The art, I should mention, is unimpeachable. I wouldn't have picked Maguire for a comic full of fight scenes, but that's my mistake. His well-documented talent with expression plays incredibly well, and he his action is fluid and dynamic, his Metropolis a detailed cityscape. I know this sounds wacky - but his pages are incredibly easy to read, the action in each panel making sense in the context of the prior panel - it's not justa mishmash of battle. And in the pauses in the melee, the character beats are carried by his work (including the awkward appearance of Hal Jordan, showing up to find out what the heck is going on).
Issue 5 sees a return of Adam Hughes to sequential art - something I've missed (although he's been busy) in a few years. Mostly I've enjoyed his cover work of late, mostly Good Girl Art. Here, he's showing a new level of (successful) experimentation - playing with format of the page, breaking away from panels for a page or so at a time, but still conveying story and narrative threads. However he's creating his pages - the nuance and subtle rendering is in top form. Like Maguire, this is some of the finest work in a career defined by excellence - of angle selection, of character expression and mood.
Reviewing Bendis's story, it's difficult to put my finger on "what" exactly lands wrong. Some of what I've read a few readers complaining about with a "generic" narrative voice - I frankly haven't noticed. Or, it may be, simply doesn't seem as out of place with Superman's inner-monologue via the thought bubble/ caption boxes - Superman doesn't tend to get the specific-to-a-fault dialog of other characters.
Instead, I'd point to the obvious set up a mystery and the grinding feeling I have as a reader that Bendis is going to take his sweet time with a gigantic mystery that disrupts and distorts Superman's world just when - what we really, really, really need - is a status quo.
I literally do not think Superman has enjoyed a status quo since 2007. Maybe since before Final Crisis, which was 2006.
That was DC and Bendis decided we needed, after New 52 Superman sorta died, a trans-dimensional Superman took his place, the two merged into one being, Superman lived on a farm, maybe worked at the Planet, maybe didn't... what DC and Bendis decided to was reshuffle the deck Again. And to revisit doom of Krypton - something that terribly few, especially comics enthusiasts of any stripe, are excited to engage in again.

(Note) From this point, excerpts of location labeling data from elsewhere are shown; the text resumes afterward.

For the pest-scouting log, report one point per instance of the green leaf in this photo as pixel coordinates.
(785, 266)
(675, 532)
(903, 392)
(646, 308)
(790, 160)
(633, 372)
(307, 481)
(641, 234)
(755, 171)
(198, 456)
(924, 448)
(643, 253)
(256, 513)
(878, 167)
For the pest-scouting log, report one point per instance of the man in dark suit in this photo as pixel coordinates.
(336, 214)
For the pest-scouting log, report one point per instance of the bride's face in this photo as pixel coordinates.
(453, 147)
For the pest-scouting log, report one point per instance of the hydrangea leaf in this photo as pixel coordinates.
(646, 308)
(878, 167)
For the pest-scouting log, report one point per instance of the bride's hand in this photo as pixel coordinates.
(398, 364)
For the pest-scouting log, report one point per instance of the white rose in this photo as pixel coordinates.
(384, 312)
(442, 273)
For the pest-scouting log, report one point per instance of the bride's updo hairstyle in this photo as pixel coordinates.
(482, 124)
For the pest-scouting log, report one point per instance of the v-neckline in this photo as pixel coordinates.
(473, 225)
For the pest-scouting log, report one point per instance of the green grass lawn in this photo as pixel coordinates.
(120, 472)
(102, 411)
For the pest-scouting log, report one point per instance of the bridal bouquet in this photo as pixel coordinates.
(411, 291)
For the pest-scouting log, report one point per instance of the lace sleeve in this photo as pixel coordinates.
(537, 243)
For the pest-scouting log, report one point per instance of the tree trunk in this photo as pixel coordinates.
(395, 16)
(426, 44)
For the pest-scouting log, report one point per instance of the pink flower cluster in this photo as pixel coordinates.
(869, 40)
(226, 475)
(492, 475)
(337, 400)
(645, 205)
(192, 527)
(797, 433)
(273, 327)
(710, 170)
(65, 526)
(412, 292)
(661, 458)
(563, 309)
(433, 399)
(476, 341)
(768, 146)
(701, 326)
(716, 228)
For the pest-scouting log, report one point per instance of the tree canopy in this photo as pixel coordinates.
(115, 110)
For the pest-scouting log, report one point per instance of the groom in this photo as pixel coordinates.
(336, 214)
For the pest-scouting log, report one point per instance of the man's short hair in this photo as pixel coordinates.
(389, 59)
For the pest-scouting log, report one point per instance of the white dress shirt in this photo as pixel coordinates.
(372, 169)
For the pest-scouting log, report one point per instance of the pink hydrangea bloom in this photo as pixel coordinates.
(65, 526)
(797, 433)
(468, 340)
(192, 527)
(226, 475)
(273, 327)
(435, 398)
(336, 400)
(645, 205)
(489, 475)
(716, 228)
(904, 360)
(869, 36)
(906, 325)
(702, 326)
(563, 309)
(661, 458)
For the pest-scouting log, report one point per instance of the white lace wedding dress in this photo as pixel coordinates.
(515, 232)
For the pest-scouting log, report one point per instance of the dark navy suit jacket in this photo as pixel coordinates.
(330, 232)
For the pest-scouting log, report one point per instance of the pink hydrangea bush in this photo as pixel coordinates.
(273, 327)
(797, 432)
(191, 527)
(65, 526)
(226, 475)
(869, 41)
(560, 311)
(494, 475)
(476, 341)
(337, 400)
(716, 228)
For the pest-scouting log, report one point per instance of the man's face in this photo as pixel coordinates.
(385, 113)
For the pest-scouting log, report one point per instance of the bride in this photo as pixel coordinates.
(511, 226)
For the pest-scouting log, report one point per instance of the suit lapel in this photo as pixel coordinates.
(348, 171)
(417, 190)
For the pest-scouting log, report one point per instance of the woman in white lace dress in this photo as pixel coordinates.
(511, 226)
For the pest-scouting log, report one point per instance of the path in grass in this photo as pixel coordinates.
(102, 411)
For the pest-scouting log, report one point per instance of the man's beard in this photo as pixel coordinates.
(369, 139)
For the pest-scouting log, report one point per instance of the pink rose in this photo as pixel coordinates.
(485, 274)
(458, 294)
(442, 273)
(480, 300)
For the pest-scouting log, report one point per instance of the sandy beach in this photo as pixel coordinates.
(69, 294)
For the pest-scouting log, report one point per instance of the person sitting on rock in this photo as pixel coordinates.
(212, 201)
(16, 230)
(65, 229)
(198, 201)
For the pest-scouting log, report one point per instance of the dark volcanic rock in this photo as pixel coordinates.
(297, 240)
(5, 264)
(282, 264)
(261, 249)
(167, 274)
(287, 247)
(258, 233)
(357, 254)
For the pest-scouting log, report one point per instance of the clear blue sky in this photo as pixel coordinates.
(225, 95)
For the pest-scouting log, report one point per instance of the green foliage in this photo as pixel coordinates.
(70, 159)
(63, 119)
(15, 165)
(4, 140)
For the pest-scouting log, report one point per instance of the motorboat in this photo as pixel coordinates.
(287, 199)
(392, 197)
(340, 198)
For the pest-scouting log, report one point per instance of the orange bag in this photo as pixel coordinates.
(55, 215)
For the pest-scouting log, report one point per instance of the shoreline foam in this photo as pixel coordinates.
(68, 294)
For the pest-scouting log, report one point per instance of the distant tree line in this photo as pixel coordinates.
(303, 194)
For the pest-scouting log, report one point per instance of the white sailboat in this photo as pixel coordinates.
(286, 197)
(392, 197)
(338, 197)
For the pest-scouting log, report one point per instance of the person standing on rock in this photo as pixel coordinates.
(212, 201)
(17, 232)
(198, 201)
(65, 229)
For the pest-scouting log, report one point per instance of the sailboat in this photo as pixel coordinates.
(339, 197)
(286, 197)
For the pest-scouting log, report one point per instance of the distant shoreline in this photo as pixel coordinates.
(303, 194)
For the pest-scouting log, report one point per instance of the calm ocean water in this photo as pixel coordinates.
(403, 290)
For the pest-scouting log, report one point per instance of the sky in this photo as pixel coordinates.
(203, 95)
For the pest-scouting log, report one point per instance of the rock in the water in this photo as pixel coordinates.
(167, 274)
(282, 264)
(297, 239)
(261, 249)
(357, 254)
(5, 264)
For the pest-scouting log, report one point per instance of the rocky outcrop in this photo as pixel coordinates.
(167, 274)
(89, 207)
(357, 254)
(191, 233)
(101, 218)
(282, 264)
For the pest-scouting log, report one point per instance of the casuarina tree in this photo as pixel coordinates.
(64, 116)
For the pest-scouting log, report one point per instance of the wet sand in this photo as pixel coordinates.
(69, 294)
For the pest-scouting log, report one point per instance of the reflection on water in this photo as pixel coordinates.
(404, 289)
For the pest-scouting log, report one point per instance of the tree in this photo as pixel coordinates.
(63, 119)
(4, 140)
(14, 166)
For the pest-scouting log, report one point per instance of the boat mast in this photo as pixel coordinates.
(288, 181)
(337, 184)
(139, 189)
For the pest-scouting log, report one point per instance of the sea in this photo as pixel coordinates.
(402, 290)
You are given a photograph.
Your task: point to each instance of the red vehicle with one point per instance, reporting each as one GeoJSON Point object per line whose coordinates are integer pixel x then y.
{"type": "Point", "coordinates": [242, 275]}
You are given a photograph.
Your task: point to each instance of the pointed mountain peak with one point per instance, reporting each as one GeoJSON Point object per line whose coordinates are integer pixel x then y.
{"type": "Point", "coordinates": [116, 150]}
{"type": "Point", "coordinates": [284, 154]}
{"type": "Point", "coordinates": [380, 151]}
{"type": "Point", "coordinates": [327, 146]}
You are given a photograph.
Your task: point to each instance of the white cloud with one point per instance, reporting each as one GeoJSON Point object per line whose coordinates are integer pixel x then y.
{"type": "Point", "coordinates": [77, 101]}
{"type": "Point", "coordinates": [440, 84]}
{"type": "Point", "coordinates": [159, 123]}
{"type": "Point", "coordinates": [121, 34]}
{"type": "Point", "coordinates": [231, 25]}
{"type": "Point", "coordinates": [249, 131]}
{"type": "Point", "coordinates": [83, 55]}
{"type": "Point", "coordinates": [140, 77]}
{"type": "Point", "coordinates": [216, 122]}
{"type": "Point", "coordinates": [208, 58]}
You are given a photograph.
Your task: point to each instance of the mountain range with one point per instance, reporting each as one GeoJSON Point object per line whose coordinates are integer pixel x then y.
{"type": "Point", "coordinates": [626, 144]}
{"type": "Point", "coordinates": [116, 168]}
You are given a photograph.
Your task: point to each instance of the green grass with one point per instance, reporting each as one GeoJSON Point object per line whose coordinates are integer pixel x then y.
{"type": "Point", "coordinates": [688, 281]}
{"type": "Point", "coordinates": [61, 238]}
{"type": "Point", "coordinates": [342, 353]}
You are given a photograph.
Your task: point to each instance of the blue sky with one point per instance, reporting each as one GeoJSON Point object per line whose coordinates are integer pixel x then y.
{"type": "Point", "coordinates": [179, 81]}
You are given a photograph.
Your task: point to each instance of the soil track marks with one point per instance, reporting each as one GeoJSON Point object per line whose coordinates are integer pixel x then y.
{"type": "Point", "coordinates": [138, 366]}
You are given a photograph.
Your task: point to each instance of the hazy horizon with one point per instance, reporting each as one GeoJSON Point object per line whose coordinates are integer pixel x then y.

If Bendis' social media is any indication - and just Sunday I read a note somewhere on twitter that suggested you *have* to follow Bendis's Instagram to get where this is headed (no. Thanks, but, no.). Which he promised is a sprawling mystery. Which will last a long, long time.
That's a weird sort of presumption, though, isn't it? To assume we all want whatever mystery you're spinning? That's either going to permanently mar the poetic history of the death of Krypton, or is going to turn out to be a big nothing... and which will surely be written away should it become canon, however briefly.
It's a wait-and-see game, but it's an expensive one as Bendis trickles out his story in decompressed bites. And if I'm feeling anxious about where this is headed, it's sure to tax the patience of many folks tuning into Superman comics for the first time in a while, or, possibly, ever. I honestly don't know if extending the mystery of "Mr. Oz", started two years ago now, is something anyone is all that invested in - because, man, it really isn't a satisfying twist on 80 years of Superman.
What could have been in 6 issues - a set-up and world building for Superman, is, instead, yet another deconstruction.